Starting your own business is an exciting endeavor. Many dreamers disenchanted with the daily grind of their 9-5 job, dive headfirst into the startup rabbit hole. Don’t jump yet. Before you can even get the business off the ground, you will need to come up with startup capital. As a potential business owner, you can use a variety of strategies to come up with the funds.
4 Ways to Get Startup Capital For Your New Business
1. Crowdfunding Campaigns
Businesses that rely heavily on selling an innovative, fun, or technologically advanced product might want to consider starting a crowdfunding campaign. Crowdfunding allows inventors, artists, and business owners to receive the capital required to create their product.
Crowd funders set up a campaign page, explain their product or idea, and then set a monetary goal that needs to be reached. The person in charge of the campaign sets different amounts that people can contribute. Each different amount has a different level of award granted. On top of that, exceeding the stretch goal usually grants additional features.
Small business administration (SBA) loans are pretty self-explanatory. A bank loans you the capital to start your business. In order to acquire that loan, the potential business owner will need to put a lien on their house or some other possession of high monetary value.
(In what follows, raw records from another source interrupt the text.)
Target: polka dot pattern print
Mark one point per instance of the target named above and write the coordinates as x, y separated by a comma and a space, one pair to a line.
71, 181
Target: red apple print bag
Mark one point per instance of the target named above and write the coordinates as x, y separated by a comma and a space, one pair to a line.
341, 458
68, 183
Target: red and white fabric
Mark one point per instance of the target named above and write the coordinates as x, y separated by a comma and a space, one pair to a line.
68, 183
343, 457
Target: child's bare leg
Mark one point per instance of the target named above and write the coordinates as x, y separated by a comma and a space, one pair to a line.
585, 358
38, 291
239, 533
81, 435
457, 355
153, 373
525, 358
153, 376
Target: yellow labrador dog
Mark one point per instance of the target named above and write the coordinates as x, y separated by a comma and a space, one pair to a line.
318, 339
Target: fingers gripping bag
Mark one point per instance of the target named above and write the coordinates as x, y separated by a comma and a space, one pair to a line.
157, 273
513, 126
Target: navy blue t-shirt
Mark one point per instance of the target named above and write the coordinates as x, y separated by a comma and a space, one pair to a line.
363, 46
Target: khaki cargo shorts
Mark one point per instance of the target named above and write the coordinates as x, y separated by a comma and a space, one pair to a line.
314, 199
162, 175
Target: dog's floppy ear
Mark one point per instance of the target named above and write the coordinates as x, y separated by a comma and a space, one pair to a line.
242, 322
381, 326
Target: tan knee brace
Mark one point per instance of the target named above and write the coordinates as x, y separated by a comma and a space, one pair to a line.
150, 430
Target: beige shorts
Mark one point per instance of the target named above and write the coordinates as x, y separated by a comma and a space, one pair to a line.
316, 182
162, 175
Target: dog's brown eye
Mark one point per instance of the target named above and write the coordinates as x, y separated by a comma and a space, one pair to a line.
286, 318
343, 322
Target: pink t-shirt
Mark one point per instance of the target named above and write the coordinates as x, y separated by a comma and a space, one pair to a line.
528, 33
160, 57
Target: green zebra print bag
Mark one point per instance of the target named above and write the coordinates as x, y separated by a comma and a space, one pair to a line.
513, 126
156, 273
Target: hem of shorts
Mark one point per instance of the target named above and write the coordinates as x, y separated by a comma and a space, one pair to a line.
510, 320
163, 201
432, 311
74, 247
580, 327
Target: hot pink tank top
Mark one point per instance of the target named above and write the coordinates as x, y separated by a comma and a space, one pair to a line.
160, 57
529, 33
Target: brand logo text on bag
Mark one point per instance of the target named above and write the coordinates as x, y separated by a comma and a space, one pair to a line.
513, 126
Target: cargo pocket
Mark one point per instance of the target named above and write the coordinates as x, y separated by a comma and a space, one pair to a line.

A lien means that the creditor can take possession of the house or possession if the business owner fails to pay back the loan. The only marginally good news is that unlike student loans, individuals can declare bankruptcy to remove the SBA debt. Unfortunately even with the removal of the SBA loans, it can take around 10 years to financially recover.
If you go down the SBA loan path, watch your finances carefully. Failure hits hard.
3. Equity Investors
Not sure what an equity investment is? Think ABC’s hit television show Shark Tank. When business owners accept equity investment, they receive a certain amount to finance their business from the investment. In return for the financial contribution, the investor now owns a portion of the stock in the company. When the company goes public or sells, they will receive their share of the profits.
You need to be careful when you accept equity investments that you don’t sell too much of your company. You can track how much of your company a potential equity investment is worth with this equity investment calculator.
4. Sell Your Idea
Whatever type of funding you pursue, you will need to carefully come up with a business pitch. If you want a good idea of what not to do, take a look at Kanye West trying to convince people to invest in his ideas on February 14th and 15th of 2016 on Twitter.
Let us count the ways that Kanye West went wrong here.
One: No hash tags. The people he wanted to see those messages never even went to them.
Two: Increasingly desperate tweets are a tad too informal when asking for thousands of dollars. Requesting a meeting in person or over the phone would be a far more professional method.
Three: Yes, you don’t have the money, but don’t focus on that. Potential crowd funders, investors, and banks already know that.
Four: Make the business idea as concrete as possible. A vague declaration of a desire for start-up capital is not enough. Banks, individuals, and investors need to know exactly what your brilliant idea is and what you will do to ensure it succeeds.
Five: A Me, Me, Me attitude won’t get you anywhere. While it would be nice to use other people’s money, unless you’re opening a charity, most people just won’t hand over their money to you with no strings attached. Be sure to make it clear what they have to gain.
Startup capital is necessary to start any business. Thankfully entrepreneurs have many options. As you pursue start-up capital just ensure that you don’t follow the Kanye West philosophy. With proper planning, a tight rein on your finances, and a little luck, you will one day have a successful business.